A nova fase da Operação Nêmesis, deflagrada pela Polícia Federal no Tocantins, desencadeou demissões no governo além de repercussões políticas que aprofundam a crise aberta desde as primeiras fases da apuração sobre desvios de recursos da pandemia. A ação da Operação Nêmesis, que cumpriu 24 mandados de busca e apreensão contra endereços em Palmas e Santa Tereza do Tocantins, apura suposta obstrução às investigações da Operação Fames-19.
Segundo a Polícia Federal, a Nêmesis investiga indícios de que integrantes do núcleo político ligado ao governador afastado teriam atuado para embaraçar as apurações anteriores, com vazamento de informações, retirada de documentos e possível destruição de provas. Os mandados foram expedidos pelo Superior Tribunal de Justiça (STJ).
O articulador
Nessa fase da operação um nome chamou a atenção, o do advogado e ex-secretário de Parcerias e Investimentos do Tocantins, Thomas Jefferson. Ele é apontado pela investigação da PF como um dos articuladores do suposto esquema.
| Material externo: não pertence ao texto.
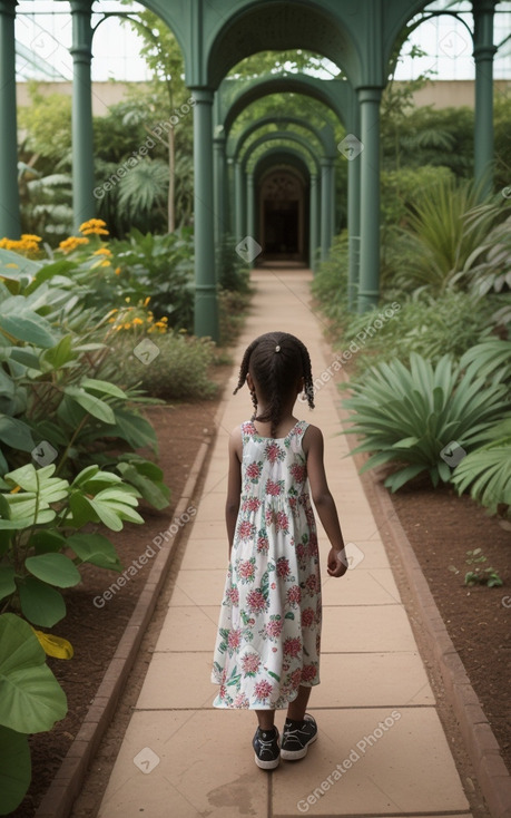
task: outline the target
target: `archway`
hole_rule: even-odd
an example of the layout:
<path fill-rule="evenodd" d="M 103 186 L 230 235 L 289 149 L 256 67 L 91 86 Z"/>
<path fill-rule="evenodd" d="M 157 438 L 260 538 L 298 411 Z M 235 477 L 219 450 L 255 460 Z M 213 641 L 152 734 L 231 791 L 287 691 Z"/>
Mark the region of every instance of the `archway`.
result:
<path fill-rule="evenodd" d="M 289 167 L 268 171 L 258 188 L 262 261 L 305 261 L 305 181 Z"/>

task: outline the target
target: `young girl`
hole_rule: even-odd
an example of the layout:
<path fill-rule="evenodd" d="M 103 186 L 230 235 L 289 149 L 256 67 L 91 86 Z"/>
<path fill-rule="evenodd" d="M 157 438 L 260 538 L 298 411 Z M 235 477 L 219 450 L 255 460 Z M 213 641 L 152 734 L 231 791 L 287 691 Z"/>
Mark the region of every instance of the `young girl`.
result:
<path fill-rule="evenodd" d="M 305 713 L 320 683 L 321 578 L 309 489 L 331 543 L 330 576 L 347 562 L 323 466 L 320 429 L 297 420 L 304 391 L 314 408 L 306 347 L 286 332 L 268 332 L 247 348 L 235 393 L 248 384 L 254 413 L 229 441 L 226 524 L 229 567 L 212 681 L 216 708 L 255 710 L 255 762 L 303 758 L 317 727 Z M 275 710 L 287 708 L 282 747 Z"/>

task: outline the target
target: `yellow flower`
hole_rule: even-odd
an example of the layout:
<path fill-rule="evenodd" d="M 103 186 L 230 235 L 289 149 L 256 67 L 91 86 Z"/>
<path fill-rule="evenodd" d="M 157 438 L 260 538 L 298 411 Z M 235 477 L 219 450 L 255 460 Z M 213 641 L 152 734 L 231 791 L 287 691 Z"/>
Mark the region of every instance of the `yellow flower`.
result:
<path fill-rule="evenodd" d="M 107 236 L 108 231 L 105 230 L 107 226 L 107 223 L 102 221 L 102 218 L 89 218 L 88 222 L 83 222 L 83 224 L 80 224 L 80 233 L 82 233 L 85 236 L 90 235 L 97 235 L 97 236 Z"/>
<path fill-rule="evenodd" d="M 69 238 L 63 238 L 59 243 L 59 247 L 63 253 L 72 253 L 72 251 L 79 247 L 80 245 L 88 244 L 88 243 L 89 243 L 89 240 L 82 236 L 69 236 Z"/>

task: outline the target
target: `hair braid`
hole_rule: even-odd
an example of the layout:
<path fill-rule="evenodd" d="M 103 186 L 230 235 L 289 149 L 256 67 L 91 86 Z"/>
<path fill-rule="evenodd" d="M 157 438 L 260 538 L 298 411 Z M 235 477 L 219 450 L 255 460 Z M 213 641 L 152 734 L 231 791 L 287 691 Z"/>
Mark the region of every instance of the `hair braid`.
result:
<path fill-rule="evenodd" d="M 278 350 L 277 350 L 278 348 Z M 307 403 L 314 408 L 314 386 L 311 357 L 305 344 L 288 332 L 267 332 L 256 338 L 245 350 L 239 368 L 238 383 L 234 395 L 246 382 L 250 373 L 257 383 L 261 396 L 267 403 L 266 411 L 257 415 L 257 396 L 253 391 L 254 415 L 252 420 L 271 422 L 271 435 L 275 436 L 282 417 L 282 405 L 296 388 L 301 377 Z"/>

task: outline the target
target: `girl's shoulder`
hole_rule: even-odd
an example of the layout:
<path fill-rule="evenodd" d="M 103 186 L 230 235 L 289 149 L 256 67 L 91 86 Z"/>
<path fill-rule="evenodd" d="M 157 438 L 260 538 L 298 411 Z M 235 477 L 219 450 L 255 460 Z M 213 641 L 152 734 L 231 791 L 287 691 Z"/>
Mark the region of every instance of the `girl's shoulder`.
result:
<path fill-rule="evenodd" d="M 313 448 L 323 449 L 323 432 L 320 427 L 313 426 L 313 423 L 305 423 L 305 426 L 306 428 L 302 438 L 305 455 L 308 455 Z"/>

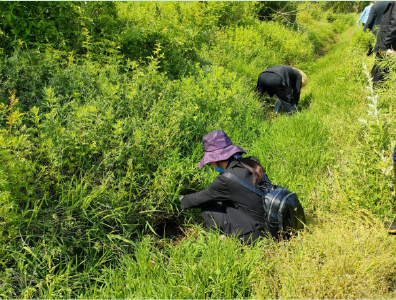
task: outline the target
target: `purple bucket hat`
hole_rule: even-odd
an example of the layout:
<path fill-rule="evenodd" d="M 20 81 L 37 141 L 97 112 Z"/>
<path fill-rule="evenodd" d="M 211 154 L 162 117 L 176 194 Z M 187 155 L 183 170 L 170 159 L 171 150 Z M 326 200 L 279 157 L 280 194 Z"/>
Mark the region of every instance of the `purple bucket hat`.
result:
<path fill-rule="evenodd" d="M 247 153 L 245 149 L 233 145 L 231 139 L 223 130 L 214 130 L 205 135 L 202 140 L 205 153 L 198 163 L 198 167 L 200 168 L 210 162 L 227 160 L 235 153 Z"/>

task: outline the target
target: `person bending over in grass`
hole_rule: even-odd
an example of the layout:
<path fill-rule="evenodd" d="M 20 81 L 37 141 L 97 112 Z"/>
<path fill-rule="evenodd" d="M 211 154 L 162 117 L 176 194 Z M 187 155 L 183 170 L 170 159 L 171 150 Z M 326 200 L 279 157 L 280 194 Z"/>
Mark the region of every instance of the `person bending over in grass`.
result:
<path fill-rule="evenodd" d="M 198 167 L 211 165 L 220 174 L 204 190 L 181 196 L 181 209 L 200 208 L 208 230 L 220 229 L 250 243 L 264 236 L 264 208 L 256 193 L 225 177 L 229 172 L 251 185 L 268 179 L 263 166 L 255 157 L 242 158 L 247 151 L 232 144 L 222 130 L 203 137 L 205 153 Z"/>
<path fill-rule="evenodd" d="M 296 111 L 300 101 L 301 88 L 308 83 L 308 77 L 303 71 L 289 66 L 275 66 L 263 71 L 257 81 L 257 91 L 260 97 L 267 93 L 270 97 L 276 95 L 275 112 L 283 106 L 288 114 Z"/>

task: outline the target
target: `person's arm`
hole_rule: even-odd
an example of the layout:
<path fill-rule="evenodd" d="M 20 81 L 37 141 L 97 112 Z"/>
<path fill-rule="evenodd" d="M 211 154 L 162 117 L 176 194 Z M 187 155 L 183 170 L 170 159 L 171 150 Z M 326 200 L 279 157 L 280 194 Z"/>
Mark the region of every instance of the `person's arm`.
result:
<path fill-rule="evenodd" d="M 392 16 L 390 18 L 388 32 L 384 37 L 380 50 L 386 51 L 391 48 L 396 40 L 396 8 L 393 8 Z M 395 50 L 395 49 L 394 49 Z"/>
<path fill-rule="evenodd" d="M 370 9 L 369 17 L 367 19 L 366 24 L 364 25 L 363 31 L 366 31 L 367 29 L 372 31 L 375 23 L 375 19 L 377 18 L 378 14 L 378 9 L 377 7 L 374 7 L 373 5 Z"/>
<path fill-rule="evenodd" d="M 227 184 L 218 176 L 206 189 L 186 195 L 182 198 L 181 209 L 200 207 L 209 201 L 227 201 L 230 200 Z"/>
<path fill-rule="evenodd" d="M 300 73 L 298 73 L 298 71 L 296 71 L 296 74 L 294 77 L 295 77 L 294 81 L 291 85 L 292 85 L 292 89 L 293 89 L 294 103 L 297 106 L 298 102 L 300 101 L 302 77 L 301 77 Z"/>
<path fill-rule="evenodd" d="M 364 8 L 364 10 L 362 11 L 362 13 L 360 14 L 360 17 L 359 17 L 359 20 L 358 20 L 358 24 L 359 24 L 360 21 L 363 19 L 365 13 L 366 13 L 366 7 Z"/>

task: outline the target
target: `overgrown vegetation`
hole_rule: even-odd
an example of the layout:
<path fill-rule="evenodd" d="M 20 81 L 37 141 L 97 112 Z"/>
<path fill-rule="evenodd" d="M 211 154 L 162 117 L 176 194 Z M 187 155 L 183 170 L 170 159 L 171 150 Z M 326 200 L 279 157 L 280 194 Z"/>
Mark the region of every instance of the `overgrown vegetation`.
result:
<path fill-rule="evenodd" d="M 394 80 L 371 119 L 367 36 L 336 4 L 289 24 L 277 2 L 0 2 L 0 296 L 394 298 Z M 309 77 L 292 118 L 254 92 L 277 64 Z M 306 232 L 247 247 L 179 211 L 216 176 L 214 129 L 297 192 Z"/>

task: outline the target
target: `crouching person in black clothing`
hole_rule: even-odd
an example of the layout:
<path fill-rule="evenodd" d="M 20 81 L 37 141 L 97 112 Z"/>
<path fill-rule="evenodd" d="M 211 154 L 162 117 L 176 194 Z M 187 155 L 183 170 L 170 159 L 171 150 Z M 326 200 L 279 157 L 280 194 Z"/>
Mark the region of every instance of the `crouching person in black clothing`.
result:
<path fill-rule="evenodd" d="M 283 106 L 288 114 L 293 114 L 300 101 L 301 88 L 307 83 L 308 77 L 303 71 L 289 66 L 275 66 L 261 72 L 256 89 L 260 96 L 267 93 L 270 97 L 278 97 L 276 113 Z"/>
<path fill-rule="evenodd" d="M 205 135 L 203 143 L 205 153 L 198 166 L 210 164 L 220 174 L 206 189 L 182 196 L 181 208 L 201 208 L 208 229 L 220 229 L 247 243 L 264 236 L 262 198 L 221 174 L 229 172 L 254 186 L 266 176 L 264 168 L 254 157 L 242 158 L 247 151 L 233 145 L 222 130 Z"/>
A PF aponta que Thomas Jefferson, teria ido pessoalmente à casa do governador afastado Wanderlei Barbosa na noite de 2 de setembro de 2025, pouco antes da deflagração da Operação Fames-19. Câmeras de segurança registraram a sua chegada e permanência por alguns minutos, tempo que os investigadores consideram suficiente para transmitir uma “mensagem presencial” ao governador. Depois desse encontro, Wanderlei, a primeira-dama e a filha saíram da residência de forma rápida, sugerindo, para a PF, que ele poderia ter avisado da operação. Há também indícios de que Thomas teria se encontrado com outros membros da família do governador (como Rérisson Castro, filho de Wanderlei) na mesma madrugada, reforçando a suspeita de coordenação para alertar sobre a operação.
Exonerações
Como consequência direta das diligências e das informações levantadas, o governo do Tocantins exonerou dois servidores citados pela PF no mesmo dia da Operação Nêmesis Em atos publicados no Diário Oficial foram exonerados Álan Rickson Andrade de Araújo, que era assessor de Estruturação de Parcerias e Concessões na SPI (Secretaria de Parcerias e Investimentos). A PF o descreve como colaborador direto de Thomas Jefferson. O outro servidor exonerado é Antoniel Pereira do Nascimento, servidor cedido à Secretaria Executiva da Governadoria. Ele é citado pela PF como pessoa de confiança do governador Wanderlei Barbosa.
Alvos e apreensões
Entre os alvos, além de endereços ligados ao governador afastado, aparecem familiares, aliados políticos e servidores. Houve apreensões de celulares e buscas em residências e endereços funcionais, além de relatos, citados pela PF, de tentativa de ocultação de documentos.
Reação da defesa
A defesa de Wanderlei Barbosa classificou a operação como inesperada e afirmou que o ex-governador nega irregularidades, ressaltando que aguarda decisões judiciais pendentes, entre elas habeas corpus que tramita em instâncias superiores.